The house was very, very dark, so the paramedic asked Katelyn to hold a flashlight high over her mommy so he could see while he helped deliver the baby. Very diligently, Katelyn did as she was asked.  

Heidi pushed and pushed, and after a little while Connor was born. The paramedic lifted him by his feet, and spanked him on his bottom. Connor began to cry. 

The paramedic then thanked Katelyn for her help, and asked the wide-eyed 3-year-old Katelyn what she thought about what she had just witnessed. 

Katelyn quickly responded, “He shouldn’t have crawled in there in the first place. Spank him again.”

One Liner
To me, “drink responsibly” means don’t spill it.

Humor – July 16

A police car pulled up in front of grandma Bessie’s house, and grandpa got out. The polite policeman explained that the elderly gentleman said that he was lost in the park and couldn’t find his way home.

“Morris,” said grandma, “You’ve been going to that park for over 30 years! How come you get lost today?”

Leaning close to grandma, so that the policeman couldn’t hear, grandpa whispered,

“I wasn’t lost. I was just too tired to walk home.”

One Liner
Ambivialent? Well, yes and no.

Humor – July 15

Mom and Dad were trying to console the little kid. “You know, it’s not your fault that the dog died”. 
    The little kid was having none of it. 
    Dad said, “You know, he’s probably up in heaven right now with God.” 
    The little kid paused a moment, and looking puzzled, said, “What would God want with a dead dog?” 

One Liner
Why does sour cream have an expiration date? 

Humor – July 14

When our second child was on the way, my wife and I attended a pre-birth class aimed at couples who had already had at least one child. The instructor raised the issue of breaking the news to the older child. 

It went like this: “Some parents,” she said, “tell the older child, ‘We love you so much we decided to bring another child into this family.’ But think about that.
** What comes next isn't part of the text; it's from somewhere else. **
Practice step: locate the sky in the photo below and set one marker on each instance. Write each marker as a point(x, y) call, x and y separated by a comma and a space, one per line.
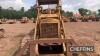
point(67, 5)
Ladies, what if your husband came home one day and said, ‘Honey, I love you so much I decided to bring home another wife.'” 

One of the women spoke up immediately. “Does she cook???”

One Liner
Remember, if you lose a sock in the dryer, it comes back as a Tupperware lid that doesn’t fit any of your containers.

Humor – July 13

In a spy novel I had just read, the hero hid a letter in a particular statue in Washington, D.C. 

Since I was in that city at the time, on a whim I decided to see if the statue really contained the small niche the author had described. 

To my great surprise, it did — and a cellophane-wrapped letter was inside. After a moment’s hesitation, I pulled out the letter, opened it, and burst into laughter.

An unidentified reader had penned, “Good book, wasn’t it?”

One Liner
Nothing is so embarrassing as watching someone do something that you said couldn’t be done.